Dün, “tu kaka” ilân ettikleri savcıları, “MİT’çileri ifadeye çağırınca” anında “baştacı” yaptılar, iyi mi?..
O kadar “hınç”lılar ki;
“Yetmez” diyorlar;
“Hakan Fidan, Emre Taner ve Afet Güneş’in şüpheli sıfatıyla ifade vermesi yetmez!.. Başbakan’ın da şüpheli sıfatıyla ifade vermesi gerekir!..”
El insaf!..
Dedim ya, bu işte bir “MİT yeniği” var ama, hâlâ çözebilmiş değilim!..
KCK mı “intikam” alıyor, yoksa “Hakan Fidan’ı başından beri istemeyen” ve ondan “rahatsız” olan “İsrail” mi devrede, bilemiyorum...
“BAŞBAKAN DA KCK SANIĞI!!!”
Bildiğim şu ki; bu iş “PKK’nın siyasi uzantısı BDP’yi” de çok sevindirdi.
Meselâ, BDP Diyarbakır Milletvekili Altan Tan’ın, dün düzenlediği basın toplantısında sarfettiği ifadeler, neredeyse “Oh olsun” kıvamındaydı.

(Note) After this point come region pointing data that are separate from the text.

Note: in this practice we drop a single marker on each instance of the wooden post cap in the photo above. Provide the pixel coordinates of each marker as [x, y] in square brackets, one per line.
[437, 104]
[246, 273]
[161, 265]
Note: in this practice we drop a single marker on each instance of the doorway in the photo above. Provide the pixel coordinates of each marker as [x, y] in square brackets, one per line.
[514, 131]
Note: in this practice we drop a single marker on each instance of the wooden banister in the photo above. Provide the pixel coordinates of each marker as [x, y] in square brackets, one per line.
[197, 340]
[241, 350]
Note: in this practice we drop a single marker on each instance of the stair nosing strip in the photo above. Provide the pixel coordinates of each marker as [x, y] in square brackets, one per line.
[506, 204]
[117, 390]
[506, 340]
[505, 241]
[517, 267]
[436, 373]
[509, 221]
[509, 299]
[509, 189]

Şunları söylemiş Altan Tan:
“Türkiye’de trajikomik işler meydana gelmeye devam ediyor... Biz söyledik; abuk subuk KCK davasını sürdürürseniz, MİT Müsteşarı Hakan Fidan ile Yardımcısı KCK davasına çağrıldıktan bir ay sonra da Başbakan çağrılır!.. Başbakan da KCK davasında sorgulanır, yargılanır!.. Aynen bizim gibi o da anayasanın 14. Maddesi kapsamına girmez, terörist kabul edilir, bu şekilde yargılanır!..
PKK’nın bir numaralı sanığı Sabri Ok ile Oslo’da niye görüştün?.. O zaman sor, kim yolladı Fidan’ı?.. Başbakan Tayyip Erdoğan!.. Çünkü, çok açık. Fidan, ‘Ben burada hükümet adına bulunuyorum’ diyor. O zaman Başbakan Tayyip Erdoğan da KCK sanığı konumuna gelir.
Bana göre de çok da iyi olur. Sen böyle yaparsan, KCK de böyle gelir senin boynuna geçer!
Bana göre, KCK’nın bir numaralı sanığı Başbakan’dır. Komik bir durumdur, doğru değildir. Hadi bakalım bunu nasıl temizleyeceksin? MİT Müsteşarı’nı, kendini, beni nasıl kurtaracaksın, onu düşün!”
Görüyorsunuz ya;
Altan Tan’ın ağzı kulaklarında!..
Neredeyse, zil takıp oynayacak!..
Bu nasıl “akıl”dır, bu nasıl “mantık”tır, anlayan beri gelsin!..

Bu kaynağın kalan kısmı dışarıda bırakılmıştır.